Sunday, February 21, 2010

Weasel of the Week: Mark Steinberg

Mr. Steinberg is the agent of scandal-scarred golf champion Tiger Woods, and should be held accountable, moreso than Woods, for the staged press conference that took place on Friday.

Woods had the perfect opportunity to speak from the heart and make his apologies to his wife, Elin, their children, and his fans for his serial philandering. Instead, Steinberg created a controlled environment in which Woods read from a prepared statement, and the media assemblage was not allowed to ask questions. That made the mea culpas and the accompanying promises ring rather hollow.

What did Steinberg hope to accomplish? The easiest answer would be that he, and perhaps Woods himself, wanted to cling to what dignity and imagery that is left. Woods had already lost commercial endorsements with Accenture, Gillette, & Buick, among others, in the wake of the sexual skeletons that burst from the closet in the wake of his wrecking his SUV on Black Friday. By choosing to create a controlled enviroment, Steinberg has only made the situation worse for Woods. The tabloids aren't about to let go of the story, and who's to say that they may have exaggerated the number of alleged mistresses attached to Woods, in order to make the story juicier for the scandal-obsessed curiosity seekers among us?

The right thing to do would've been for Woods to pour his heart out and be completely contrite, forthright, and honest. By keeping a lot of his feelings contained, Woods is letting the mountain of redemption become even more difficult to climb. He's become a pariah to his fellow golfers and some of the media. There are those in the media who think that everything will be just fine as soon as Woods returns to the golf course. A win, especially in a major tournament, such as the Masters or US Open, will heal most, but not all, of the wounds, they say. I don't think it'll be that easy.

In his statement, Woods admitted he was wrong for thinking his star status allowed him to live by a different set of rules. However, he comes off as a hypocrite because of the controlled environment in which he made that statement. You can't have it both ways, but Woods & Steinberg seem to think so.

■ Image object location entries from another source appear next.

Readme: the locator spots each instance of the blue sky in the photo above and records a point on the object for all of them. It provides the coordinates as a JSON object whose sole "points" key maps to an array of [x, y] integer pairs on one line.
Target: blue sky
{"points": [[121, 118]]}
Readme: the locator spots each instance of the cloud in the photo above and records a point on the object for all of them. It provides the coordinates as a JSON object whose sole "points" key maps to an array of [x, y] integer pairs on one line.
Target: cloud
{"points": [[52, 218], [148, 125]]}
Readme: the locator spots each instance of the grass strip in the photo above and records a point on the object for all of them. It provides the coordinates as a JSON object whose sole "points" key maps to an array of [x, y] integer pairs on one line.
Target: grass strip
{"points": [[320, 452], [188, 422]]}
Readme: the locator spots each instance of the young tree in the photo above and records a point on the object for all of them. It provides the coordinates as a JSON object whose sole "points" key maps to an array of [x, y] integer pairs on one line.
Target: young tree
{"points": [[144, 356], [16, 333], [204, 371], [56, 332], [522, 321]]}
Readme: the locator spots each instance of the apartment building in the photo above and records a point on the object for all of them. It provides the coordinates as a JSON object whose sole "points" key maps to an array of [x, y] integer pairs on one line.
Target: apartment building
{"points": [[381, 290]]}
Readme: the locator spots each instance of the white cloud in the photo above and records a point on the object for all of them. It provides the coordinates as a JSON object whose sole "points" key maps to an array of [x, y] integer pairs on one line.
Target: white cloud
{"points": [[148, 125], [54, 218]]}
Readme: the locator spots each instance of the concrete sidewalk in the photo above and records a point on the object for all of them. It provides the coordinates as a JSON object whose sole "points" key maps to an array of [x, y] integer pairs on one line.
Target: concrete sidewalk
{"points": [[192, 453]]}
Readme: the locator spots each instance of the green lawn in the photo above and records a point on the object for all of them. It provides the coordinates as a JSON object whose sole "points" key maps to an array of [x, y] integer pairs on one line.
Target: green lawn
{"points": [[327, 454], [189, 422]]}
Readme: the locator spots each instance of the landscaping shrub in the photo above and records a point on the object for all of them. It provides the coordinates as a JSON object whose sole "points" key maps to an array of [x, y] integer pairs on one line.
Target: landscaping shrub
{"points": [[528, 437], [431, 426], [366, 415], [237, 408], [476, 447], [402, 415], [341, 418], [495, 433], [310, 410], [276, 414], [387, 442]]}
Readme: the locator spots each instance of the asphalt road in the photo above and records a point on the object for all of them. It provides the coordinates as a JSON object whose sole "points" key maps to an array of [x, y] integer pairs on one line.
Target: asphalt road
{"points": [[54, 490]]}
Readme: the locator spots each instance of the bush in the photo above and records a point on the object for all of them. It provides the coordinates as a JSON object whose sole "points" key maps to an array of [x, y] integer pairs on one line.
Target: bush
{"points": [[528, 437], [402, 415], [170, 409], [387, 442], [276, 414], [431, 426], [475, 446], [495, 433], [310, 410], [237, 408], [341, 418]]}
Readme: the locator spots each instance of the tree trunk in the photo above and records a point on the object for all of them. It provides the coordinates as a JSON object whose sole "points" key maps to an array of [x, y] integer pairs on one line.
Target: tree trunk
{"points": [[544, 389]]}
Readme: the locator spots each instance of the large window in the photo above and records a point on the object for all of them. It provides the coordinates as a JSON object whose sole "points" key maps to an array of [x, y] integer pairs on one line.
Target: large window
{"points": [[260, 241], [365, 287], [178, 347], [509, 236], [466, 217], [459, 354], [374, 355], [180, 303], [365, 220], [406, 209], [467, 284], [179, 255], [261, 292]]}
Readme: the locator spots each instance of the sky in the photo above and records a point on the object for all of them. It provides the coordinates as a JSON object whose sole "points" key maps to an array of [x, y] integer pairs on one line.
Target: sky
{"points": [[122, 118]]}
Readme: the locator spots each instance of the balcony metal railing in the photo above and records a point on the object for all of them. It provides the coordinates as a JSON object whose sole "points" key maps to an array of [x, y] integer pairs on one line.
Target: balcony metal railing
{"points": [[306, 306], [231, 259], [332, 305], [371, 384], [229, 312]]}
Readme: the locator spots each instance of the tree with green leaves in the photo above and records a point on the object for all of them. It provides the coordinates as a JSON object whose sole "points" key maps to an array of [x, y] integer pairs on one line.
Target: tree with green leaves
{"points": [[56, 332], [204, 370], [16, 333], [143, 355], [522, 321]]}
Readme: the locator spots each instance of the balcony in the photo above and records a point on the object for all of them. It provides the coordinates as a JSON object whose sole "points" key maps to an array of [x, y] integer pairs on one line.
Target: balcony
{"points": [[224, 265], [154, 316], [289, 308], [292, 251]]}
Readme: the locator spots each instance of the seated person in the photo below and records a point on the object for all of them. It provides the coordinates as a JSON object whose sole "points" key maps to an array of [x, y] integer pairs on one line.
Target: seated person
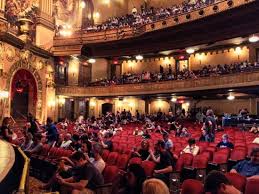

Steinberg gets the "Weasel" label this week more so than Woods because you have to pin the blame on the agent for controlling the environment surrounding his client in the deluded notion that Woods' image can be saved or repaired. Instead, the damage is closer to irreparable.


Samuel Wilson said...

Woods shouldn't have had to do a damn thing. He owes the public nothing. Why was his adultery so much more offensive to the world than anyone else's in modern times. Did people think he was still a child prodigy. Is there a morals clause in the PGA? If not, then he should rejoin the tour as soon as he pleases and anyone of a mind to protest the idea should be driven from the links.

hobbyfan said...

Woods, as I noted, lost most of his endorsement deals. I don't think there is any sort of morals clause in the PGA, but the fact that Woods is the tour's most recognizable and marketable player, turned this into more of a major story than it had any right to be. There wasn't as much of a firestorm when a LPGA player, Jan Stephenson, posed for Playboy, IIRC, 25-odd years ago. In Woods' case, it's all about preserving what image he has left, as I noted before. It's a lost cause, true, but Woods may be among the few that doesn't really recognize this.